Opinion by
This was an action to recover from defendant the sum of $500, together with interest thereon at 6 per cent, from August 31, 1901. Plaintiff, in its petition, charged that defendant, in 1901, was a practicing attorney at Wilber, Saline county, Neb.; that in 1894 it obtained a judgment in the district court of said county against Wilder & Nelson in the sum of $1,252.16; that said judgment was placed in the hands of defendant for collection; that he collected thereon the sum of $500 on August 31, 1901, and failed to remit the same, but, on the contrary, converted it to his own use; that said collection so made by said attorney was not known by plaintiff until subsequent to 1907, after defendant had removed from Nebraska to Oklahoma. Defendant answered by general denial, and a trial was had to a jury, which resulted in a verdict in favor of plaintiff and against defendant in the sum of $749.75, on which judgment was entered. Motion for new trial was presented and overruled, and defendant appeals.
Two questions are presented by the record for our consideration; the first being: The court erred in excluding the testimony of Mrs. Mable D. Sands, the wife of defendant.
Defendant does not claim that she was a competent witness by reason of her being his agent, or jointly interested in the action, but upon the grounds that at the time the transaction took *651place, about which she was to testify, she was not the wife, but the stenographer, of defendant, and that the statute prohibiting the wife from testifying for or against the husband clearly intended only to prevent the wife or husband from giving evidence for or -against each other concerning a transaction or communication during coverture. We cannot find such an exception to the statute; nor has counsel directed us to any authority sustaining such contention. Subdivision 3 of section 5842, Comp. Laws 1909, reads as follows:
“Husband and wife, for or against each other, except concerning transactions in which one acted as the agent of the other, or when they are joint parties and have a joint interest in the action; but in no case shall either be permitted to testify concerning any communication made by one to the other during the marriage, whether called while that relation subsisted, or after-wards.” '
This statute was called into existence on the grounds of public policy.

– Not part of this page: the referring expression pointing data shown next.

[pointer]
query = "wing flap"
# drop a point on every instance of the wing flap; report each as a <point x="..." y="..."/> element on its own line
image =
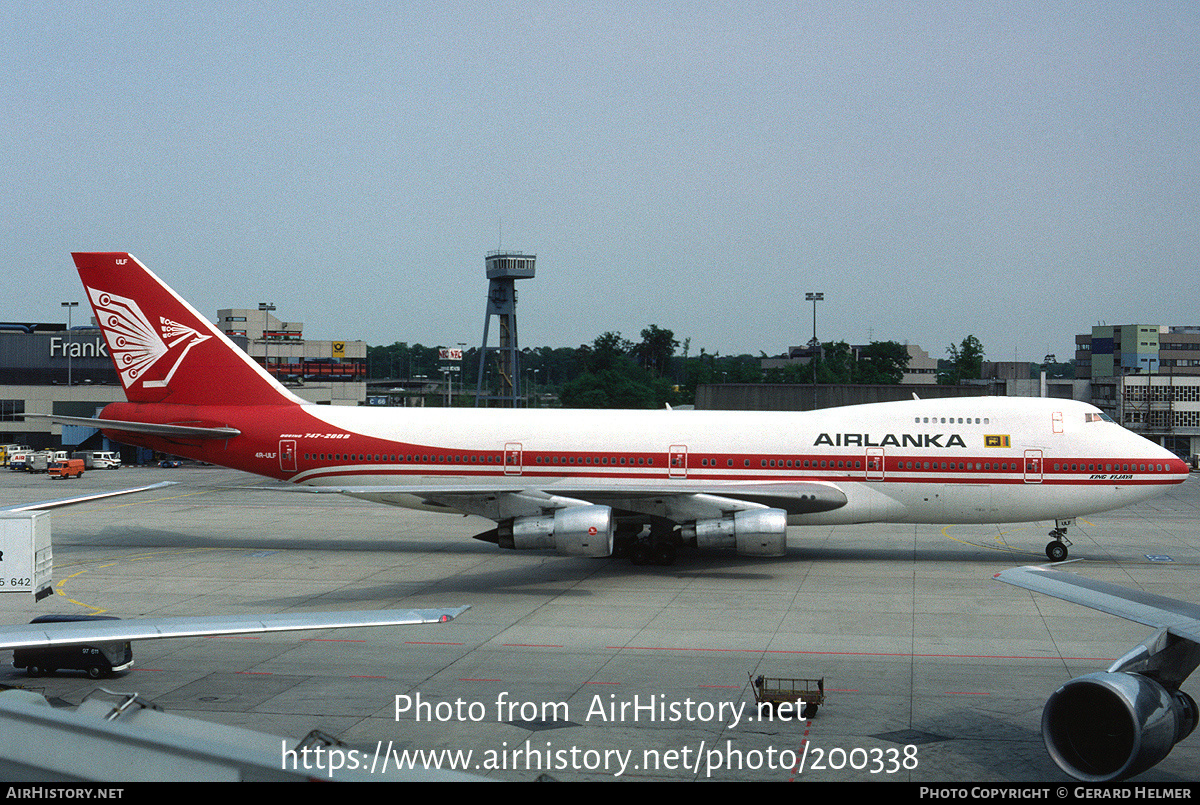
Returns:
<point x="28" y="636"/>
<point x="1181" y="618"/>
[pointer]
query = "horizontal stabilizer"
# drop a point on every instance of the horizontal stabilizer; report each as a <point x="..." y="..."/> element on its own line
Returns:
<point x="84" y="498"/>
<point x="181" y="431"/>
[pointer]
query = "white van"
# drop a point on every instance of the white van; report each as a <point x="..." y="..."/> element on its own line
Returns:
<point x="106" y="461"/>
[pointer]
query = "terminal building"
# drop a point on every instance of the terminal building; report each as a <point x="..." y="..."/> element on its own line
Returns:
<point x="47" y="368"/>
<point x="1147" y="378"/>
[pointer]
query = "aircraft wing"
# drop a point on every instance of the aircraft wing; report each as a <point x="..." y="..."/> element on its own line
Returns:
<point x="43" y="635"/>
<point x="1180" y="618"/>
<point x="681" y="500"/>
<point x="84" y="498"/>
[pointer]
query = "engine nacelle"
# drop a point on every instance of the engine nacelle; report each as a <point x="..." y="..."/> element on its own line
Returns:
<point x="576" y="530"/>
<point x="1111" y="726"/>
<point x="754" y="533"/>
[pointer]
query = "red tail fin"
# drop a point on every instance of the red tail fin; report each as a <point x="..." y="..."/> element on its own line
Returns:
<point x="162" y="348"/>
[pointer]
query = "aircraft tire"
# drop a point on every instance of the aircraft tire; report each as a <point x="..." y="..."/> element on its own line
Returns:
<point x="1056" y="551"/>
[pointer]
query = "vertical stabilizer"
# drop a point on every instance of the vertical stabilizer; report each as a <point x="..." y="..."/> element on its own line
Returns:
<point x="163" y="350"/>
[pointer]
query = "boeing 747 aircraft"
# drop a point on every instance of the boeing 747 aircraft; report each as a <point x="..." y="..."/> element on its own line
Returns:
<point x="587" y="482"/>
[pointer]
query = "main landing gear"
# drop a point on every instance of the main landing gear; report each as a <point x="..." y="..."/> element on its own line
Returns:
<point x="1056" y="550"/>
<point x="659" y="546"/>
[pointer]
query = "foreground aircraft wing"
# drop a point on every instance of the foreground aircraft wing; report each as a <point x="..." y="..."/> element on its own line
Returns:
<point x="1119" y="722"/>
<point x="183" y="431"/>
<point x="1181" y="618"/>
<point x="43" y="635"/>
<point x="84" y="498"/>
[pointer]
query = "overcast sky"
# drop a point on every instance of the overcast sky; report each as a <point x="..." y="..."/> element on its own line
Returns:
<point x="1019" y="172"/>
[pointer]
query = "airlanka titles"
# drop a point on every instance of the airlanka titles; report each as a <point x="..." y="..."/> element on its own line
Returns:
<point x="891" y="440"/>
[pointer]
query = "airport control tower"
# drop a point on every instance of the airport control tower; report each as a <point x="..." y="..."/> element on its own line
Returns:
<point x="503" y="270"/>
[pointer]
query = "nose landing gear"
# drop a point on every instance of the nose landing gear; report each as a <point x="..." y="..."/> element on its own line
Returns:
<point x="1056" y="550"/>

It is based upon the marital relation, and has been universally upheld by the courts. In volume 6, Ency. Ev. p. 847, it is said:
“Various reasons were assigned for this rule of exclusion. Among these were the supposed bias of affection, fear of sowing dissensions between man and wife, occasioning perjury, and the like. The most usual reason, however, given for this rule of exclusion was partly identity of interest, and partly the necessity of guarding the security and confidence of the marriage relation; the objection of interest applying more particularly to their being witnesses in favor of each other, and the objection of public policy applying to their being witnesses against each other.”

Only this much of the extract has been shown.